Marccus Hendricks
Professor
Marccus D. Hendricks is an Associate Professor of Urban Studies and Environmental Planning and Director of the Stormwater Infrastructure Resilience and Justice (SIRJ) Lab at the University of Maryland. He’s also affiliated with the Departments of Civil and Environmental Engineering and Global, Environmental, and Occupational Health. In 2023, he served as a Senior Advisor for Climate and Environmental Justice in the Biden-Harris Administration at the White House Council on Environmental Quality (CEQ).
Hendricks has over 15 years of experience in environmental planning and infrastructure engineering. He has worked with communities across the U.S., primarily in the southeast, mid-Atlantic, and northeast. To date, he has worked to understand how social processes and development patterns result in hazardous human-built environments, vulnerable infrastructure, and the associated risks and promising adaptation strategies related to, for example, urban stormwater management and flooding, sewer overflows, industrial releases and explosions, and other types of environmental contamination, as matters of environmental justice.
Currently, he co-leads an interdisciplinary team that has been on the ground actively collecting data, including water and soil samples, and responding to the Potomac sewage spill near Washington D.C., estimated to be the largest sewage spill in U.S. history, as part of a multi-year project that originated from pilot work he began in 2018 on infrastructure, sanitary sewer overflows, and basement backups.

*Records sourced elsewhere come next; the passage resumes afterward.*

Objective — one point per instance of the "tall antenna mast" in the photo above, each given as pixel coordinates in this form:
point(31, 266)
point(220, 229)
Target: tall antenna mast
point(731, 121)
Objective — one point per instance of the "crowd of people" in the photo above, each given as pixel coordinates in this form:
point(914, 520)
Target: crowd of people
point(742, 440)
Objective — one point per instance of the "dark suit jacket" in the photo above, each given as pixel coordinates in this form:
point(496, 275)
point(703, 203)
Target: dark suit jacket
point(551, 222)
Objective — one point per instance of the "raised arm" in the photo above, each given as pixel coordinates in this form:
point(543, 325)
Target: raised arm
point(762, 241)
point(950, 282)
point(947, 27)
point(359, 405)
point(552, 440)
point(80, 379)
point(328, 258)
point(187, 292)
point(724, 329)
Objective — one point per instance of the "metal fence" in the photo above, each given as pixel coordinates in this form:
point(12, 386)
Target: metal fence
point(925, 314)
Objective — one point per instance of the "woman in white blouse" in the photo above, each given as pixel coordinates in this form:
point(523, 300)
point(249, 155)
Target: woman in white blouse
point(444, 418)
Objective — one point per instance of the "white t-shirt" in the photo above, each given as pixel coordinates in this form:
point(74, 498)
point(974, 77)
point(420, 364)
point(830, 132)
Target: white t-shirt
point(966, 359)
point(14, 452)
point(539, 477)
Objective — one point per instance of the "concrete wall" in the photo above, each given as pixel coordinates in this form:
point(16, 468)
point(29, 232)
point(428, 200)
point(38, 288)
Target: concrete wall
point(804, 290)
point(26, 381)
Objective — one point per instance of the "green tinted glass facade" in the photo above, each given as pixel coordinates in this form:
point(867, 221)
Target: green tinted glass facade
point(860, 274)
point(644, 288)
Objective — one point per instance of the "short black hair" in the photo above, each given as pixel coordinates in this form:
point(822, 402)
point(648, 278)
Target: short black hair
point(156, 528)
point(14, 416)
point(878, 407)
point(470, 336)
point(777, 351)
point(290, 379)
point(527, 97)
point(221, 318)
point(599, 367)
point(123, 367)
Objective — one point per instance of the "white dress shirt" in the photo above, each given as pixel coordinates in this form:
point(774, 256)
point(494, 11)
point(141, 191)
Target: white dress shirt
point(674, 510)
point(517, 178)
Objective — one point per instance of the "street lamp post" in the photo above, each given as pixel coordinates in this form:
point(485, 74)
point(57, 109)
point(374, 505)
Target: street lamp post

While at UMD, Hendricks has received fellowships and career awards from the Gulf Research Program of the National Academies of Science, Engineering, and Medicine and The JPB Environmental Health Fellows Program at Harvard T. H. Chan School of Public Health. His work has been covered by or quoted in the Washington Post, Associated Press, CNN, NPR, Bloomberg, USA Today, and Scientific American, to name a few. Hendricks has a TEDx talk titled “Citizen Participation in Rising Waters;” was selected as one of 50 emerging leaders or “Fixers” in the 2021 Grist 50; served on the U.S. EPA’s Science Advisory Board (SAB) from 2021-2023; and is an author on the Social Systems and Justice chapter of the U.S. Fifth National Climate Assessment. He has a Ph.D. in Urban and Regional Science and a Master of Public Health, both from Texas A&M University.